The cardiac protective effect induced by EP will decay gradually and return to the preexercise state slowly. It shows that the athletic heart has the adjustability and remodeling. At present, there are few studies on the timeliness of the protective effect after stopping exercise. The duration of EP protection has not been agreed. Lennon et al. found that the protective effect of EP on I/R injury could be maintained for about 9 days and recovered to the level of the control group within 9-18 days.[7] Another study found that participants were given a continuous quantitative exercise to measure their heart function, respectively, before and 21 days after they stopped training, the heart rate (HR) increased significantly, the stroke volume (SV) decreased, the cardiac output decreased and the oxygen uptake decreased when they stopped training after 21 days; these might be the results of a combined decrease in cardiac volume, blood flow, total plasma volume, and vasoconstriction capacity. Calvert et al.[8] found that exercise could reduce myocardial injury in mice after a 4-week training period, and these protective effects could last for at least 1 week after the cessation of training, but the effects would disappear completely when the exercise was stopped for 4 weeks.
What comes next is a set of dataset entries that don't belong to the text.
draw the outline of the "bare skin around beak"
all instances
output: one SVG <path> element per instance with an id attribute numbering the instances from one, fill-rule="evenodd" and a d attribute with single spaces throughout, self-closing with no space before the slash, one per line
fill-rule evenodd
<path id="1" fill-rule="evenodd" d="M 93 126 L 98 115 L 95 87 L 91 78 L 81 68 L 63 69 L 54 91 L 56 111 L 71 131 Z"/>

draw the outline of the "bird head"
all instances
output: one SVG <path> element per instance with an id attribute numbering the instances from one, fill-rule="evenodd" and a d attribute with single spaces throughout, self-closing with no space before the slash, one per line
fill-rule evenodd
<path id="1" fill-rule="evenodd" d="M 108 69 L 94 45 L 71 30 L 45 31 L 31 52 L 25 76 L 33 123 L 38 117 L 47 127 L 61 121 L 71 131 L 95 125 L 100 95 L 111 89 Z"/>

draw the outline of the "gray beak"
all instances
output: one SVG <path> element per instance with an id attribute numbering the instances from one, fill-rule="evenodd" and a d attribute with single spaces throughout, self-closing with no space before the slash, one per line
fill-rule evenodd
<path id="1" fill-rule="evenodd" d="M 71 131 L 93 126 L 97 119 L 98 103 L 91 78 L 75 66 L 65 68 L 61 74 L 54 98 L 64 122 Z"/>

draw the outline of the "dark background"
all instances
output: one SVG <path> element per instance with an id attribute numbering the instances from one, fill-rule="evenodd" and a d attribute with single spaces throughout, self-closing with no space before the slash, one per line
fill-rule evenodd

In accordance with the Lennon experiment, we established an EP model and selected an EP exercise program with the best protective effect of intermittent long-term medium and high intensity load training, so as to explore the time-effectiveness of the late protective effect about EP.[7],[9] We observed the protective effect of EP on cardiac injury caused by exhausting exercise at different time after EP suspension from different perspectives of cardiac enzymes, electrocardiogram (ECG), cardiac function and mitochondrial respiratory function, and discussed the time-effectiveness of EP-induced myocardial protective effect.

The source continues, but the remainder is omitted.